1) Define the workflow spec

Create pipeline.toml with your actions, dependencies, and experiment parameters:

[workspace]
value_file = "signac_statepoint.json"

[[actions]]
name = "s1"
sp_keys = ["p1"]
outputs = ["s1/out.json"]

[[actions]]
name = "s2"
sp_keys = ["p2", "test"]
deps = { action = "s1", sp_key = "parent_action" }
outputs = ["s2/out.json"]

[[actions]]
name = "s3"
sp_keys = ["p3"]
deps = { action = "s2", sp_key = "parent_action" }
outputs = ["s3/out.json"]

[[experiment]]
  [experiment.s1]
  p1 = 1
  [experiment.s2]
  p2 = 10
  test = true
  [experiment.s3]
  p3 = 0.1

Key ideas:

  • Each actions entry names the stage, its state point keys, optional dependency, and expected outputs.
  • deps.action points to the parent action; deps.sp_key controls which state point key will store the parent job id (default parent_action).
  • experiments hold per-action parameters; missing actions are ignored, extras raise a validation error during materialization.
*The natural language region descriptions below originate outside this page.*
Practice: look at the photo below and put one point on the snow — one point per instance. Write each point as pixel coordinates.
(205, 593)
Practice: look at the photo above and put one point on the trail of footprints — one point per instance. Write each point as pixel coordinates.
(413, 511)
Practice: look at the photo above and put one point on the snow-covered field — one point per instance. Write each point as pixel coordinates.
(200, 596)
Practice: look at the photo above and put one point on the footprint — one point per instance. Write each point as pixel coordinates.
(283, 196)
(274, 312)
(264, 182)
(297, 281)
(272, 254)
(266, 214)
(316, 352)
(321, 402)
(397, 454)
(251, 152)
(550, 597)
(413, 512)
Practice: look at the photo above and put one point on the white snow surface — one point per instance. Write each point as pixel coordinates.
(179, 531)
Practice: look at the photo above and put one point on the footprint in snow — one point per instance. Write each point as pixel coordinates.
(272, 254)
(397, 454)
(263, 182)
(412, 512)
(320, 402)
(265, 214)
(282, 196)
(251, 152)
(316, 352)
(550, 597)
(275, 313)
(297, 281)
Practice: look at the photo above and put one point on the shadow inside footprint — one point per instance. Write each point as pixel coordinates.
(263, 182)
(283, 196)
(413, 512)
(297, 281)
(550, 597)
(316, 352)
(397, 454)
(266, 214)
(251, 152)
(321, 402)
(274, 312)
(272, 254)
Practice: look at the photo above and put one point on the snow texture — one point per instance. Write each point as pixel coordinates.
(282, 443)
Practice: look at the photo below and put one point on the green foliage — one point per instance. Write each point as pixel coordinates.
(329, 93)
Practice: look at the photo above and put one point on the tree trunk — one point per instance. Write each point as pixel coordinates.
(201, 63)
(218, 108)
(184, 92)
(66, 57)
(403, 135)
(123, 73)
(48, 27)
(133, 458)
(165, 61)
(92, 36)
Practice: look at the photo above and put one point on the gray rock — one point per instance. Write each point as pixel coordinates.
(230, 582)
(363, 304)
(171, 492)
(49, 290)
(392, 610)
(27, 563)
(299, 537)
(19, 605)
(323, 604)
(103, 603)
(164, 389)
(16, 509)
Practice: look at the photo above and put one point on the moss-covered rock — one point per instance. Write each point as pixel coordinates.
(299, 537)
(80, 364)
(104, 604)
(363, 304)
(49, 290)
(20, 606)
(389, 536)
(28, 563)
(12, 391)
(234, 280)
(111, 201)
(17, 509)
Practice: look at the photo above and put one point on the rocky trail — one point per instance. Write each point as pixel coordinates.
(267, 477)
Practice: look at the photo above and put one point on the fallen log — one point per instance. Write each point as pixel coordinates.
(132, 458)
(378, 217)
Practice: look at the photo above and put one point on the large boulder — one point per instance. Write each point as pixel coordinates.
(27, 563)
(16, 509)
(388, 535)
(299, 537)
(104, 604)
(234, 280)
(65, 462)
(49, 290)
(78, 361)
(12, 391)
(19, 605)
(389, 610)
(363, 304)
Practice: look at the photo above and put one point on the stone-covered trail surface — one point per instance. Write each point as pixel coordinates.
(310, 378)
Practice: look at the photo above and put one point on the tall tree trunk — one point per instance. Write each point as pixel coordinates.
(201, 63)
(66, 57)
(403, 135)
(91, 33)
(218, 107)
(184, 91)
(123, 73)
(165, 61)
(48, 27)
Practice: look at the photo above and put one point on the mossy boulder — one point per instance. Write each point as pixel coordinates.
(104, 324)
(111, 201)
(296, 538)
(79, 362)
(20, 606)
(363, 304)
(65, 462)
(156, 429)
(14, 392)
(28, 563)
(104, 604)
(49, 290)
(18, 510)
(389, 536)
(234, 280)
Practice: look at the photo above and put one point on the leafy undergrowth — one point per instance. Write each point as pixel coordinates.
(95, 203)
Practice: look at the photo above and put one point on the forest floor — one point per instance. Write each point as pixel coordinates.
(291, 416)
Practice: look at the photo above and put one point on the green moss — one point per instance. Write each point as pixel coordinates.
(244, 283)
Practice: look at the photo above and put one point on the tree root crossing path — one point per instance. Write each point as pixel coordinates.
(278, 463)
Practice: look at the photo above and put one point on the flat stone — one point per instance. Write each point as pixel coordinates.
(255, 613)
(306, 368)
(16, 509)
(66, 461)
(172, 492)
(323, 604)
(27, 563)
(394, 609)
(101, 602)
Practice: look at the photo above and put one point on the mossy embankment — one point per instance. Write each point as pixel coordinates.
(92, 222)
1a) Define multiple experiments

In grubicy, an "experiment" is one parameter block that can provide values for one or more actions. To define multiple experiments, repeat the block.

In TOML, that means repeating [[experiment]]:

[[experiment]]
  [experiment.s1]
  p1 = 1
  [experiment.s2]
  p2 = 10
  test = true
  [experiment.s3]
  p3 = 0.1

[[experiment]]
  [experiment.s1]
  p1 = 1
  [experiment.s2]
  p2 = 20
  test = true
  [experiment.s3]
  p3 = 0.1

Notes:

  • Experiments can omit actions. If an experiment does not specify parameters for a given action, grubicy treats that action's parameter block as empty for that experiment.
  • Parameter reuse is how you get caching across experiments: if two experiments have the same parameters for an upstream action (and thus the same identity), they will share the same upstream job.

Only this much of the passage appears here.